Apprivoiser l'autre. La figure de Pan et de Dionysos dans la poésie de Théocrite

Article publié initialement dans

Figures de l’étranger autour de la Méditerranée antique : à la rencontre de l’Autre, Actes du colloque UPPA-CRPHL Antiquité méditerranéenne : à la rencontre de « l’Autre » : Perceptions et représentations de l’étranger dans les littératures antiques, M.-F. Marein, P. Voisin, J. Gallego (éds.), CRPHL, Paris, L’Harmattan, 2010, p. 529-537.

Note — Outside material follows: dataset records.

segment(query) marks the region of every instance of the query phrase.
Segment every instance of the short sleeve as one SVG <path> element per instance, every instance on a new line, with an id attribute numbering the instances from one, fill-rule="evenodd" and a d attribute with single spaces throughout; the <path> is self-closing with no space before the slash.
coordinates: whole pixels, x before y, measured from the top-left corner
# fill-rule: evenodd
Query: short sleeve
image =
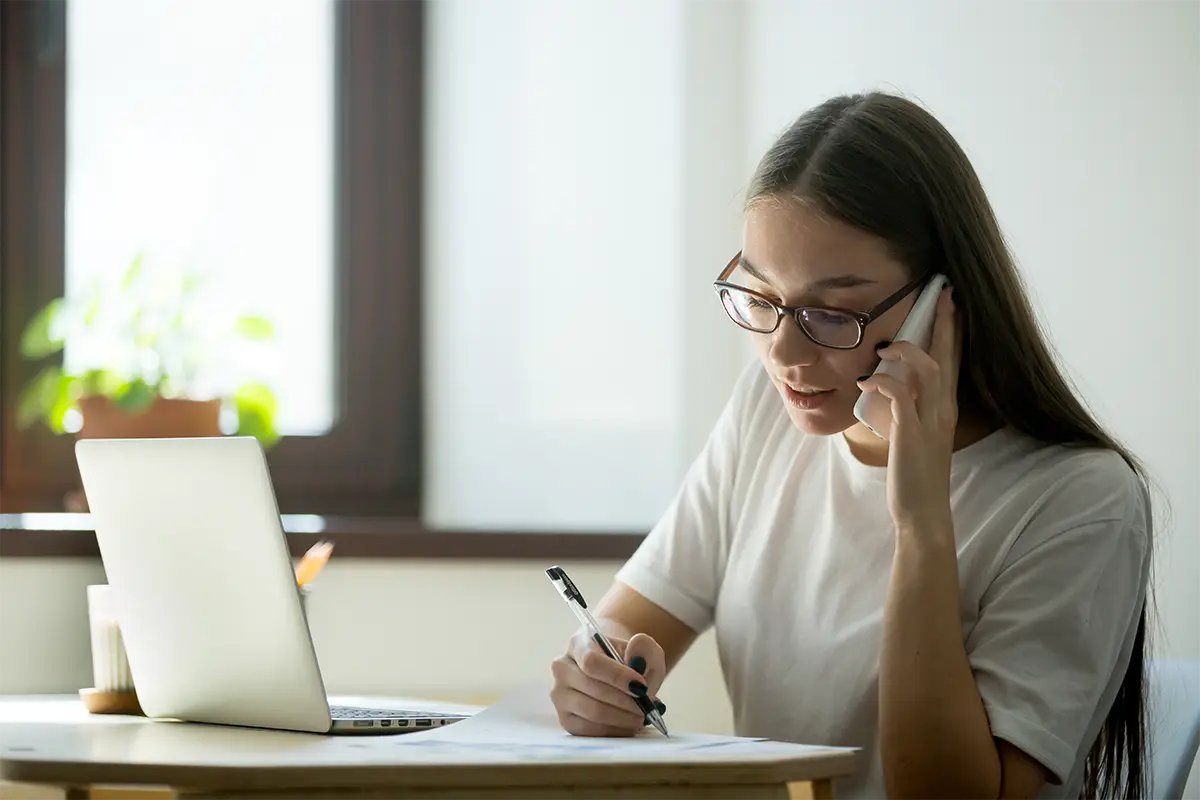
<path id="1" fill-rule="evenodd" d="M 1129 664 L 1150 501 L 1115 453 L 1072 465 L 984 594 L 967 656 L 992 734 L 1069 780 Z"/>
<path id="2" fill-rule="evenodd" d="M 666 512 L 617 573 L 617 581 L 696 632 L 713 624 L 743 422 L 762 372 L 757 362 L 743 372 Z"/>

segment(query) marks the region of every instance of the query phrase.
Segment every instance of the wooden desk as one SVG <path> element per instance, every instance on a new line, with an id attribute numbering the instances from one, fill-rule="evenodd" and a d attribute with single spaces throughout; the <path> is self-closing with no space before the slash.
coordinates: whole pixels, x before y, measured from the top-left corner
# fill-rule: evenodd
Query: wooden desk
<path id="1" fill-rule="evenodd" d="M 413 735 L 420 734 L 401 734 Z M 788 783 L 809 781 L 811 788 L 793 796 L 829 800 L 830 778 L 850 775 L 856 758 L 847 751 L 797 747 L 769 756 L 628 762 L 575 756 L 532 762 L 487 751 L 463 760 L 439 756 L 436 747 L 398 747 L 397 738 L 94 717 L 77 698 L 0 698 L 0 781 L 11 782 L 0 784 L 0 798 L 150 796 L 132 788 L 120 795 L 98 788 L 126 786 L 169 787 L 188 800 L 786 800 Z"/>

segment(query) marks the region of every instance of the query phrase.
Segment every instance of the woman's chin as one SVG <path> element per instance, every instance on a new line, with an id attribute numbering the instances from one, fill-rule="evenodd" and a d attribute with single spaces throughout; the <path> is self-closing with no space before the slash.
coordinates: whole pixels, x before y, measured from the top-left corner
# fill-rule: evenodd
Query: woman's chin
<path id="1" fill-rule="evenodd" d="M 788 405 L 787 416 L 791 417 L 792 425 L 799 428 L 800 432 L 814 437 L 832 437 L 835 433 L 841 433 L 858 425 L 858 419 L 854 416 L 852 408 L 806 410 Z"/>

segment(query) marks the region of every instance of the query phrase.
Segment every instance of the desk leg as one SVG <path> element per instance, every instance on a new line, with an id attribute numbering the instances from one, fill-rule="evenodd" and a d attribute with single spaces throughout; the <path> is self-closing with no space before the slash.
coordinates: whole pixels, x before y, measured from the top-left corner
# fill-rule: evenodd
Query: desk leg
<path id="1" fill-rule="evenodd" d="M 787 787 L 788 800 L 834 800 L 833 781 L 806 781 Z"/>
<path id="2" fill-rule="evenodd" d="M 828 783 L 827 781 L 823 783 Z M 179 792 L 179 800 L 788 800 L 786 786 L 614 786 L 541 788 L 362 788 L 288 792 Z M 833 795 L 816 795 L 818 800 Z"/>
<path id="3" fill-rule="evenodd" d="M 88 800 L 88 789 L 0 781 L 0 800 Z"/>

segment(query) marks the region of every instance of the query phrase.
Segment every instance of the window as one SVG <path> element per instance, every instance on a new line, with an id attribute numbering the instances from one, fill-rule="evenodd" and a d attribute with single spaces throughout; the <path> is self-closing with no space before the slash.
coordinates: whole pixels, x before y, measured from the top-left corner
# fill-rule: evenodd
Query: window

« S’il te plaît… apprivoise-moi », dit le renard de Saint-Exupéry au petit prince, viens à la rencontre de l’autre, l’homme, la bête, le dieu, l’écrivain ou l’artiste. C’est à un tel voyage que nous invite Théocrite dont la poésie fait une place particulière aux figures divines de Pan et de Dionysos qui incarnent cette richesse, humaine et littéraire, de l’autre, son irréductible altérité et son incontournable présence, au cœur de la cité la mieux policée, au fond de la personne la plus équilibrée, au centre de toute création poétique. Partons donc à la découverte de l’autre tel que Théocrite le présente à travers ces deux divinités…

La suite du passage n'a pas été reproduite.